Top tips for eating on the go before Father’s Day

05/08/2016 Eat on the go

In the lead up to the YMCA Father’s Day Fun Run, maintaining a healthy diet will help to ensure you’re ready for the 5km or 10km run.

But sometimes our busy lives require us to eat on the go, but it can still be done healthily, explains nutrition expert Zoe Nicholson.

Most of us have had a day where suddenly it’s 3pm and we’re starving! Not being in a position to make lunch or buy a healthy option, you make do with what’s at hand – service station food, something from the vending machine, or sweet biscuits from the work kitchen.

The occasional day like this is not going to be a problem. If it becomes a habit, chances are it’s going to impact your health and leave you feeling less fit and ready for things like the Fun Run.

Four reasons skipping meals can be problematic

  1. You miss out on important nutrients including carbohydrate, protein, vitamins and minerals to fuel your brain and body throughout the day. This means you end up with less energy, and therefore less motivation to exercise.
  2. Skipping meals leads to a drop in blood sugar; you may feel lightheaded or start finding it difficult to concentrate. This can result in sugar cravings.
  3. You get over-hungry which often leads to over-eating at the next meal and feel uncomfortably full.
  4. You become disconnected from your appetite and find it difficult to read your hunger and fullness cues.

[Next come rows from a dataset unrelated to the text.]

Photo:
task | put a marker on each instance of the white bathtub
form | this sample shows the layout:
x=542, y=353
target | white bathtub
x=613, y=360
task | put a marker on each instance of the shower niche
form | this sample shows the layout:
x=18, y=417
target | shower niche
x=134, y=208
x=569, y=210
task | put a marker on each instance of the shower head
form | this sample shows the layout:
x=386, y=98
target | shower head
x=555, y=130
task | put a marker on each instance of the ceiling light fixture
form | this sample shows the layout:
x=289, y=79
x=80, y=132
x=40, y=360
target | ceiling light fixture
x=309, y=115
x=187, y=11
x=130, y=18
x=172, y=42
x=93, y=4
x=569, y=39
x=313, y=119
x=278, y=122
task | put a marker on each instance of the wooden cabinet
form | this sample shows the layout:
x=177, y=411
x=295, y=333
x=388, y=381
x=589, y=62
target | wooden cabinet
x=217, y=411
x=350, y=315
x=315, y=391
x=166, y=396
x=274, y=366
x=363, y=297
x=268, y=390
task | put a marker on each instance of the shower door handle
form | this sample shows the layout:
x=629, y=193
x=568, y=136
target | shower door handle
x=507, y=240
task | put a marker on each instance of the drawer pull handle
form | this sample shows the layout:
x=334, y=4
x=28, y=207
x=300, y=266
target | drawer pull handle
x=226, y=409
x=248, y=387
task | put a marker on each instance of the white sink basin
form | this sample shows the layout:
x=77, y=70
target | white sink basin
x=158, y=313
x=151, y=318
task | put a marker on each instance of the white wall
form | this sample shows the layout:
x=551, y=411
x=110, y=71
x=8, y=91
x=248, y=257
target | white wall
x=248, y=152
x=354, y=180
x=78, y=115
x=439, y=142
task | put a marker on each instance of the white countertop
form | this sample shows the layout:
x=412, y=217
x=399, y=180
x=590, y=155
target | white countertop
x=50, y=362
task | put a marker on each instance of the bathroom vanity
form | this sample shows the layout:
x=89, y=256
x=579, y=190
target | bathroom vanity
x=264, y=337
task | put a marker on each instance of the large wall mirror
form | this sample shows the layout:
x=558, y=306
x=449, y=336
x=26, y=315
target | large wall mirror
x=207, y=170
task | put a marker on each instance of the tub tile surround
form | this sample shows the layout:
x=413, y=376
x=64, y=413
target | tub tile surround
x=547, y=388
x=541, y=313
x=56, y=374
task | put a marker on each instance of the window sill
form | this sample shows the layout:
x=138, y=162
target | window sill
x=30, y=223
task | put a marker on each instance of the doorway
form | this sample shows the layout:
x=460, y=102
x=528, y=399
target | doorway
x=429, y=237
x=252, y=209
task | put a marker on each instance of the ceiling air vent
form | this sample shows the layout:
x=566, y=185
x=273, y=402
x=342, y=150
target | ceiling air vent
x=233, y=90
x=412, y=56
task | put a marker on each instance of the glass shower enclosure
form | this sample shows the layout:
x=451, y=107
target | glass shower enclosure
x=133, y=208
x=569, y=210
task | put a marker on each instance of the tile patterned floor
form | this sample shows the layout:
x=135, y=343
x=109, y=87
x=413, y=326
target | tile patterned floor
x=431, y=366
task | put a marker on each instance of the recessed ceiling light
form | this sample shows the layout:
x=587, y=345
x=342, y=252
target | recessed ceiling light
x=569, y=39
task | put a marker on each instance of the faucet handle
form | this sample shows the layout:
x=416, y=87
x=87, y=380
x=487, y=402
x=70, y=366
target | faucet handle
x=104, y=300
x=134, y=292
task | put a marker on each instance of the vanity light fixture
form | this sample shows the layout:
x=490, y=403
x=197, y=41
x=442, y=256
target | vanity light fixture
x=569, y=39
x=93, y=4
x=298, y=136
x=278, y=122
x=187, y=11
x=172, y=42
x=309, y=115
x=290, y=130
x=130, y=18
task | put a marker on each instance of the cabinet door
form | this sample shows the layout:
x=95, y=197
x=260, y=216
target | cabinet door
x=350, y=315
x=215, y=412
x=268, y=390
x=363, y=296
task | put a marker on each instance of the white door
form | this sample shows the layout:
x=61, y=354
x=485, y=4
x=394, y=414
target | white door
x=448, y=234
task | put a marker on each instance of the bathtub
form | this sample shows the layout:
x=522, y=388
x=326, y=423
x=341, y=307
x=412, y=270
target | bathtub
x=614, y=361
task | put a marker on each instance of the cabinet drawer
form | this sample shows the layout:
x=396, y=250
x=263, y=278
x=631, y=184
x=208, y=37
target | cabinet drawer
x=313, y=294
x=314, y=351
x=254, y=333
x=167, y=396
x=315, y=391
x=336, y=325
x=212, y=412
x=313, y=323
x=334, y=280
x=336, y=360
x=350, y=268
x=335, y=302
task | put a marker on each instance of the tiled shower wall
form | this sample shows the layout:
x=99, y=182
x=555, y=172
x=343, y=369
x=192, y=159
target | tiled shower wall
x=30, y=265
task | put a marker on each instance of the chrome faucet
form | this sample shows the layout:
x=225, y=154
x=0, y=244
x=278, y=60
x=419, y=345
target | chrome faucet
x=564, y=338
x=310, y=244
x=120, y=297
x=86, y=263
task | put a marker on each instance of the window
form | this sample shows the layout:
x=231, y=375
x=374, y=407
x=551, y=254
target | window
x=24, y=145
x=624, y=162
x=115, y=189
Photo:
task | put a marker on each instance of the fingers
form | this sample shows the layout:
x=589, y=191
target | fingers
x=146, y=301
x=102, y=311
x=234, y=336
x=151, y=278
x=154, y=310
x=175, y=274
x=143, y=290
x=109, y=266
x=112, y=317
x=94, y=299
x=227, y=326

Top tips for eating on the go

  • Plan ahead. A fail safe method is to prepare lunch in bulk. Soups, stews, casseroles and grain based salads work well.
  • Keep nutritious non-perishable food at work (e.g. rice crackers and tinned foods). A simple meal of tinned tuna in olive oil and four bean mix is nutritious and filling.
  • Know where you can access healthy food quickly. Supermarkets sell the above foods and often sell sushi and salads as well. If service stations are your only option, a simple sandwich is the best choice.
  • Nutritious snack options can be eaten on the run and will keep you fuelled throughout the day. For example a handful of nuts, a muesli bar and a serve of fruit can provide the energy and nutrition found in a meal.
  • For restaurant and café food, choose meals with some veggies – at least two different coloured vegetables.